Source: Xu, Q., et al. 2005. Micrometre-scale silicon electro-optical modulator. Nature 435:325-327.
Greater Graphics
Chip renders high-quality images in real time
Results: Researchers from Saarland University in Saarbrucken, Germany, have developed a prototype chip that can render desktop computer graphics in real time using a sophisticated technique called ray tracing. Ray tracing produces more-realistic and higher-quality graphics than other techniques, but it previously required a cluster of PCs for real-time performance. Now, the researchers, led by Philipp Slusallek, have shown that a single chip can use ray tracing to render simple scenes at 20 frames per second. (The frame rate for movies, television, and video games ranges from 24 to 30 frames per second.) The chip rendered more-complex scenes at fewer than 10 frames per second.
Why It Matters: The conventional computer-graphics rendering method, called rasterization, doesn’t handle shadows or reflections well, resulting in lower-quality images. Ray-tracing algorithms simulate the physics of light more accurately and make complex scenes look more realistic. But on a single computer, they can take several minutes or even hours to render one image. By implementing the algorithm on a chip, the researchers have provided a way for one PC to do the job in real time, making high-quality rendering cheaper and feasible for home computers.
Methods: The researchers designed a new architecture for their chip that is optimized for the ray-tracing algorithm. They arrived at their design by experimenting with chips called field-programmable gate arrays, which can be reconfigured into different circuit patterns. They then used their chip, running at 66 megahertz, to render 11 different scenes, some taken from computer games and some that were standard scenes used by graphics researchers. They measured such performance characteristics as how many frames the chip generated each second.
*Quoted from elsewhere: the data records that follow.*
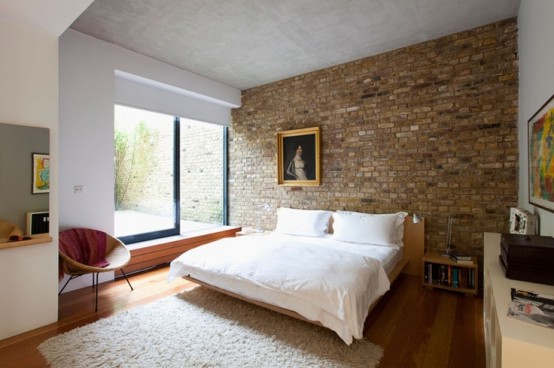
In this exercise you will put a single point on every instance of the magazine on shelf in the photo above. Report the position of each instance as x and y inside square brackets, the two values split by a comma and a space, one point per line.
[532, 307]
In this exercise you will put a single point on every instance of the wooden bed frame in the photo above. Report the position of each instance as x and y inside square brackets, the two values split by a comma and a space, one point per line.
[414, 243]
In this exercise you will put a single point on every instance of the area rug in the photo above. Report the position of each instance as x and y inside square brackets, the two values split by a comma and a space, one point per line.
[204, 328]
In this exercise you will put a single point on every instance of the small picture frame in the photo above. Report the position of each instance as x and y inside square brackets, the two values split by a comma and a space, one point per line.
[522, 222]
[298, 157]
[41, 173]
[541, 156]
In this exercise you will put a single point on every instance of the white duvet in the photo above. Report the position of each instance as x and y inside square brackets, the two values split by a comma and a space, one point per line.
[323, 280]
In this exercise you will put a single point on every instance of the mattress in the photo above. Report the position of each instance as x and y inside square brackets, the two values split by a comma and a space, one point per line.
[332, 282]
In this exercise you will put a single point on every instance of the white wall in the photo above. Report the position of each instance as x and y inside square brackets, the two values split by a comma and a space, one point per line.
[88, 91]
[29, 96]
[536, 85]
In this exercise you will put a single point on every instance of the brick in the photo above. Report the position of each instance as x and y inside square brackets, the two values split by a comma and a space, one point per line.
[428, 128]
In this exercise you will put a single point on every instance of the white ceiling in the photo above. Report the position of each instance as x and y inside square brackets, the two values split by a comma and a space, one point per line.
[247, 43]
[53, 16]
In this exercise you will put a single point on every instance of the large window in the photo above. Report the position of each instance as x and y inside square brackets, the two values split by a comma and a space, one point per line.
[168, 175]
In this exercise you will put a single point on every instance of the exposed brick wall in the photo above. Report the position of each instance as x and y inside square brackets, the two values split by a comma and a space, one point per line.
[429, 128]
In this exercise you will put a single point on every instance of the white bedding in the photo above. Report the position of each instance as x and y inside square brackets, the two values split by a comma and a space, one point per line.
[322, 279]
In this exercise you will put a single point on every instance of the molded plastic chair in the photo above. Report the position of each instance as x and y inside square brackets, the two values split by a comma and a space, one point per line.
[83, 251]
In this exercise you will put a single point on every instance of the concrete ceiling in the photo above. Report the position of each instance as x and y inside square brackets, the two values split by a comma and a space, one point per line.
[247, 43]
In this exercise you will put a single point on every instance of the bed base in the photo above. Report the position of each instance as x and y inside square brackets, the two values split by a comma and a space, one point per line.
[414, 240]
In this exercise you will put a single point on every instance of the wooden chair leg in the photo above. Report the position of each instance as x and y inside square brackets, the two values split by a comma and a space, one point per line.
[96, 283]
[124, 275]
[67, 282]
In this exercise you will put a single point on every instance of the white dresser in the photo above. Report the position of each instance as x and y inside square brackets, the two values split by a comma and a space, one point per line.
[510, 342]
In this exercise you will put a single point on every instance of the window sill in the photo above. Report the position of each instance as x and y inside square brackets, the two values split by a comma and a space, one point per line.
[35, 239]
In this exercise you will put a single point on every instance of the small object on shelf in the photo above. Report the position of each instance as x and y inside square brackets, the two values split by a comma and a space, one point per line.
[532, 307]
[462, 260]
[527, 257]
[445, 273]
[522, 222]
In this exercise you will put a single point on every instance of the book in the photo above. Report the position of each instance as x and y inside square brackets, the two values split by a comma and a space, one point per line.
[462, 260]
[532, 307]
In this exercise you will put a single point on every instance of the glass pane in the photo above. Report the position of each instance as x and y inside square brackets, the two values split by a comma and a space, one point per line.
[144, 188]
[201, 175]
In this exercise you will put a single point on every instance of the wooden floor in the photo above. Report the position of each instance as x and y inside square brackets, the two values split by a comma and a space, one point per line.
[417, 327]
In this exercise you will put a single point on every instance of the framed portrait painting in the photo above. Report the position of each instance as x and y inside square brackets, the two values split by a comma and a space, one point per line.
[298, 156]
[41, 173]
[541, 156]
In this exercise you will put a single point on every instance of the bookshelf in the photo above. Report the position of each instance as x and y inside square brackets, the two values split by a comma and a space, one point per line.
[442, 272]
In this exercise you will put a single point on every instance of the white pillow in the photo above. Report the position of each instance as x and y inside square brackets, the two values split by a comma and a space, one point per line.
[302, 222]
[378, 229]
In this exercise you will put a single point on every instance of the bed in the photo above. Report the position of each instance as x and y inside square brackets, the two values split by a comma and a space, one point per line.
[328, 268]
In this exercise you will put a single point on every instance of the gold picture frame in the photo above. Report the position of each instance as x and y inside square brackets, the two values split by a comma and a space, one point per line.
[298, 157]
[41, 173]
[541, 155]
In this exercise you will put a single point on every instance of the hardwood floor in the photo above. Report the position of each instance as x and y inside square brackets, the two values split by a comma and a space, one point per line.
[417, 327]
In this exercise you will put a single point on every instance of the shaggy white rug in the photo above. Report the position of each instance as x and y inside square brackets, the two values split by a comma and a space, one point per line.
[203, 328]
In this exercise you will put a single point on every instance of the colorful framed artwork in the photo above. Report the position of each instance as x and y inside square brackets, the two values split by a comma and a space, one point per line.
[298, 157]
[41, 173]
[541, 156]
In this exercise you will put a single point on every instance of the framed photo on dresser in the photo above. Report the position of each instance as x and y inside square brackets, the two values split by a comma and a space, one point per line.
[541, 156]
[298, 157]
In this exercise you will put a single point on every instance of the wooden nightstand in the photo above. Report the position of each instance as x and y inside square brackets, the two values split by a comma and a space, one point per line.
[442, 272]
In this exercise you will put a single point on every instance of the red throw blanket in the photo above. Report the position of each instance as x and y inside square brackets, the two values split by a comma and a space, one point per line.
[86, 246]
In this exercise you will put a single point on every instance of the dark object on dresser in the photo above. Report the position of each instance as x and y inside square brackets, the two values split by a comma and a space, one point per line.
[528, 257]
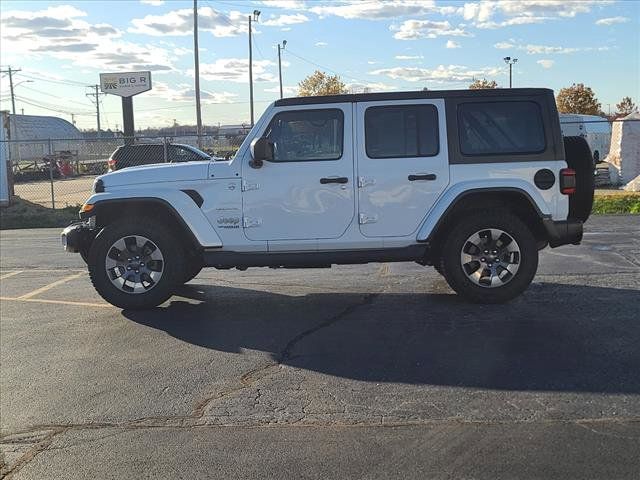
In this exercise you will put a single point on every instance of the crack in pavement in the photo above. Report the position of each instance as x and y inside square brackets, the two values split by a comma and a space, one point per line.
[247, 380]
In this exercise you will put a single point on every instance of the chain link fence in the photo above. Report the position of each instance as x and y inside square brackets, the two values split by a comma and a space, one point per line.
[58, 173]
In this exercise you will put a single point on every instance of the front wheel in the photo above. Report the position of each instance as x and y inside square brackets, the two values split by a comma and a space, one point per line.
[133, 263]
[490, 257]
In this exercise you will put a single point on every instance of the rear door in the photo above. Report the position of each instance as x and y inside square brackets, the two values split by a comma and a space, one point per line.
[402, 164]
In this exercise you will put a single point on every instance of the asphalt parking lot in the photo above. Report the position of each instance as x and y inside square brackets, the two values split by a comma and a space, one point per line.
[374, 371]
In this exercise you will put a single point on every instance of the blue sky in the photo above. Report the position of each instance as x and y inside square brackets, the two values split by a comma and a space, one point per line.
[379, 45]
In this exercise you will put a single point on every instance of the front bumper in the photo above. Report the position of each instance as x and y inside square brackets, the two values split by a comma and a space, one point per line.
[563, 232]
[77, 237]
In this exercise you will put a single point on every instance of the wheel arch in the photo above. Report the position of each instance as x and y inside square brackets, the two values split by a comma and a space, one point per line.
[516, 200]
[109, 210]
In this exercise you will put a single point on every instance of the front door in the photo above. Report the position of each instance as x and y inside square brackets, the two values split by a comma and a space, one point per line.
[307, 191]
[403, 164]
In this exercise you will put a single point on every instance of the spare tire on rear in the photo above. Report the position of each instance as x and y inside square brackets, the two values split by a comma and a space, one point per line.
[578, 157]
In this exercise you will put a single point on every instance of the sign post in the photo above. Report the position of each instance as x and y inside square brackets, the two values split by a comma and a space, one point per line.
[126, 85]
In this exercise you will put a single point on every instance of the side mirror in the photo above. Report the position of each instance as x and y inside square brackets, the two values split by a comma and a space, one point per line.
[261, 150]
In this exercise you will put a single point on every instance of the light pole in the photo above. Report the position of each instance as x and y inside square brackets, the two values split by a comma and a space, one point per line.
[284, 44]
[510, 61]
[196, 58]
[256, 14]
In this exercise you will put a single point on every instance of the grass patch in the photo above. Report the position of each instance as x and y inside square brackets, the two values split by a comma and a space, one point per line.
[627, 202]
[24, 214]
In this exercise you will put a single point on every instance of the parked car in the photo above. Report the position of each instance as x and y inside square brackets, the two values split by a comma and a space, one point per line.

Next Step: With the chip’s design finalized, the researchers will use more-standard integrated-circuit techniques to build a new version that can accommodate more processors and render complex scenes faster than 10 frames per second – and that can be cheaply mass-produced. To adopt real-time ray tracing, computer-game programmers would need to slightly change the way they build the graphics for their games.